Whether you’re working in maintenance, in testing or in support, as an IT consultant you will often need to analyse errors. Here’s a few things to keep in mind regarding error analysis that I’ve learned from my own experience:
I) What is the priority?
When an error occurs, the first thing you have to establish is it’s priority. Since most of the time there are lots of errors waiting to be analysed and you can’t do it all at the same time, you have to establish an order in which you solve them. When making this decision you have to take into consideration the following factors:
The environment – If the error occurs in the Production environment for example then it must be treated before an error that occurs in one of the testing environments. That is because the enterprise loses money for everything that does not go right in the Production environment. Technically every problem was supposed to be fixed by the time it got past the testing environments.
The severity – When you find an error, you must weigh the impact it has on the system as a whole. If for instance every other part of the system depends on solving that one error then it must be treated as soon as possible, and you should leave whatever you were already working on for another time.
The complexity – If you find that solving an error thoroughly will take too much time, sometimes it is better to find a workaround to patch things up temporarily, and deal with the problem later when all of the urgent stuff is out of the way.
II) What is the overall situation?
If you encounter an error, you have to make sure that you are first aware of the overall situation in order to avoid wasting precious time on something that could have been obvious from the very beginning. Sometimes a problem cannot be fixed, for the simple reason that the error that caused it is still in the process of being fixed. For example, you can’t run a process, no matter how hard you try if the server is down.
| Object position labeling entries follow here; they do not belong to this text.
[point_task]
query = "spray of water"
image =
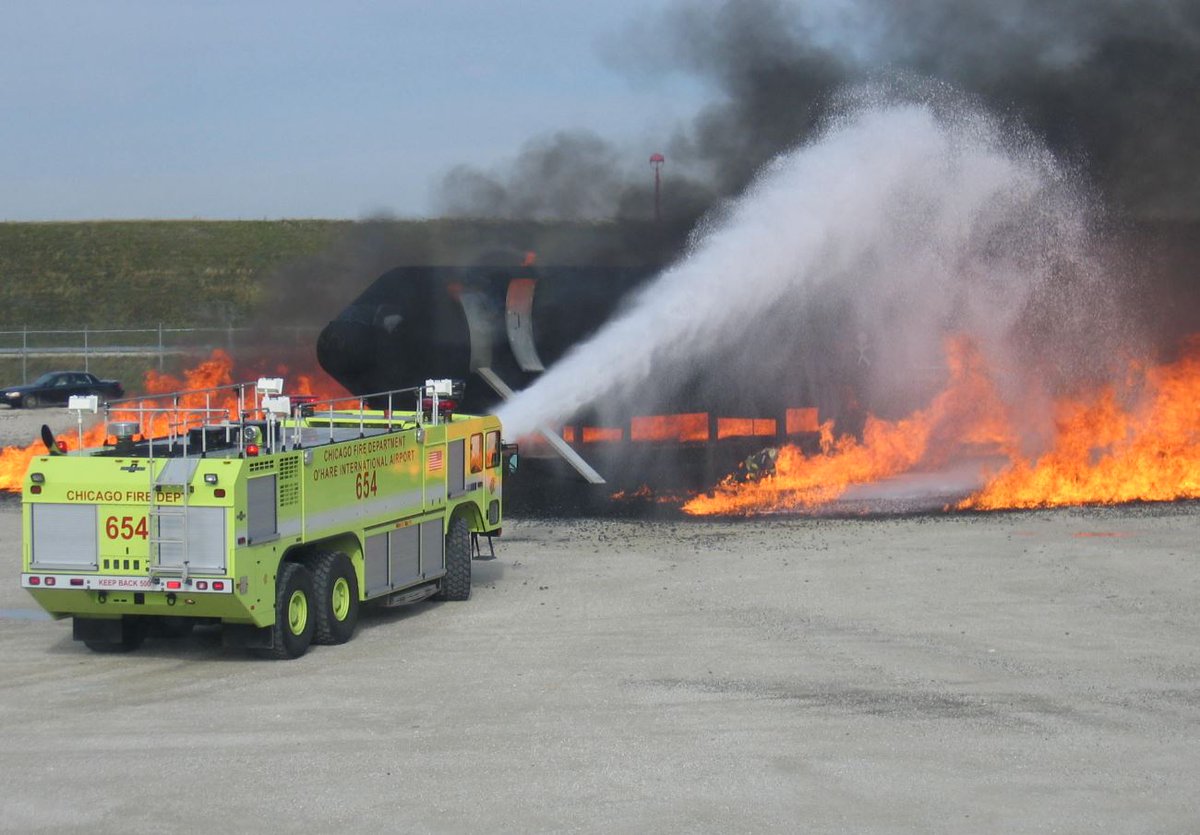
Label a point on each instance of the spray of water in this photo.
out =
(911, 220)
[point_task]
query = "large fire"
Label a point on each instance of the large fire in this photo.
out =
(214, 372)
(1138, 440)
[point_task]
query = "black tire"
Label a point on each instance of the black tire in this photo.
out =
(295, 617)
(133, 634)
(456, 583)
(336, 588)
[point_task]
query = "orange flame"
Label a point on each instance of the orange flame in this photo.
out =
(1140, 443)
(1134, 442)
(967, 415)
(215, 371)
Taking a bit of time to make a list of all the problems and their consequences may save you a lot of time in the long run.
III) How far do you have to analyse?
The second thing you have to keep in mind when you start analysing an error is how far you are in fact supposed to analyse by yourself, and when it is time to give your analysis to someone more specialised. If you manage to find the exact cause of the problem, but you have to understand the code to be able to provide a solution, you might be tempted to read the code for yourself if you’ve done coding in that language before. If your job is only to identify the cause of the error however, it is not a good idea to start reading the actual code, not because you won’t find the solution eventually, but because there are other people who actually worked with those scripts and will reach a conclusion much faster.
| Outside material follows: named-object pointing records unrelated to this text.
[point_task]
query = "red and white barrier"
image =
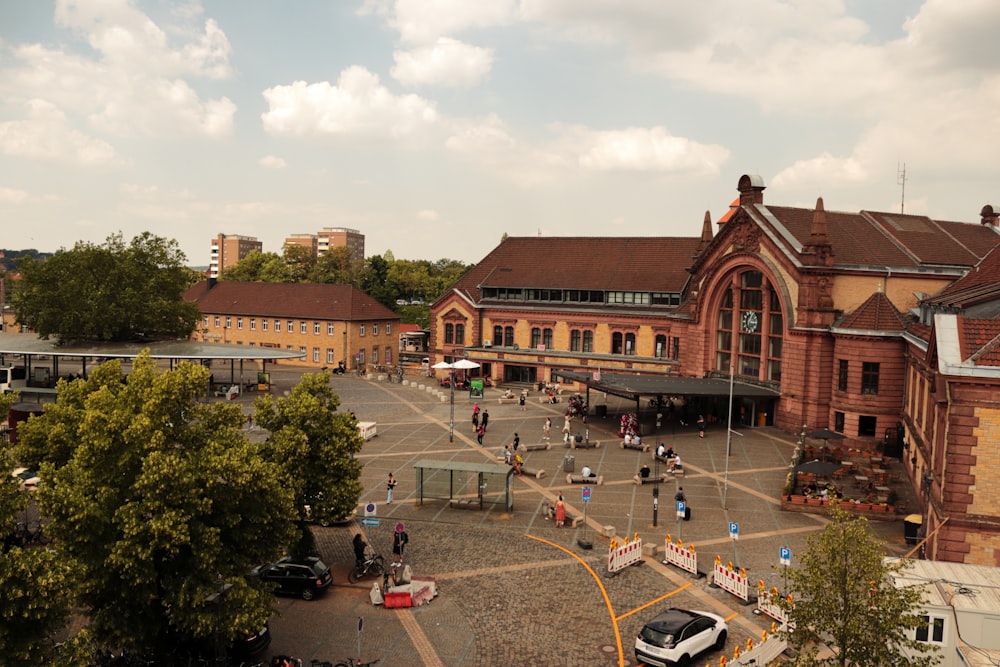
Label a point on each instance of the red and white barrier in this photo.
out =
(730, 580)
(683, 557)
(622, 555)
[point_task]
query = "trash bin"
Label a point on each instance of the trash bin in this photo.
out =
(911, 528)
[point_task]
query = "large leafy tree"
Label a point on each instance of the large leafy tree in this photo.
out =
(845, 601)
(117, 291)
(154, 495)
(315, 445)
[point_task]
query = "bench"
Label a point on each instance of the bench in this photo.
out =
(572, 520)
(649, 480)
(572, 478)
(642, 447)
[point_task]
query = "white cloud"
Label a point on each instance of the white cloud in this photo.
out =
(12, 196)
(46, 135)
(272, 162)
(357, 105)
(448, 62)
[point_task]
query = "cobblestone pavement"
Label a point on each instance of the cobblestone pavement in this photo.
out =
(514, 589)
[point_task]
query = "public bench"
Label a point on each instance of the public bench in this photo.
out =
(572, 478)
(573, 520)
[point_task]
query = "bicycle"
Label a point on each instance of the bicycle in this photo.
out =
(373, 564)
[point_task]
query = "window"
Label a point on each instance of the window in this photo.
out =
(660, 346)
(931, 630)
(616, 342)
(869, 377)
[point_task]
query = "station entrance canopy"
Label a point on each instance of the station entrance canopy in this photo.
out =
(633, 387)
IV) Will the problem repeat itself?
When we solve an error we are often tempted to find an immediate fix to the problem and not investigate further. Even if investigating the actual cause of an error is most of the time lowest on the priority list when a temporary fix has already been found, you must not forget that there is a possibility the problem will arise again in the future unless you find out the true root of it’s cause.
V) What were the steps of the investigation?
Even if the cause and the solution to the error you’ve encountered may seem easy to understand to you after hours spent with the investigation, there will most likely be other people you will need to report your results to, that did not spend any time whatsoever in analysing that specific error. It is very important to see all of the steps undergone to reach your conclusion clearly in your head, so that you can explain the hours long process of analysing the error in a matter of minutes.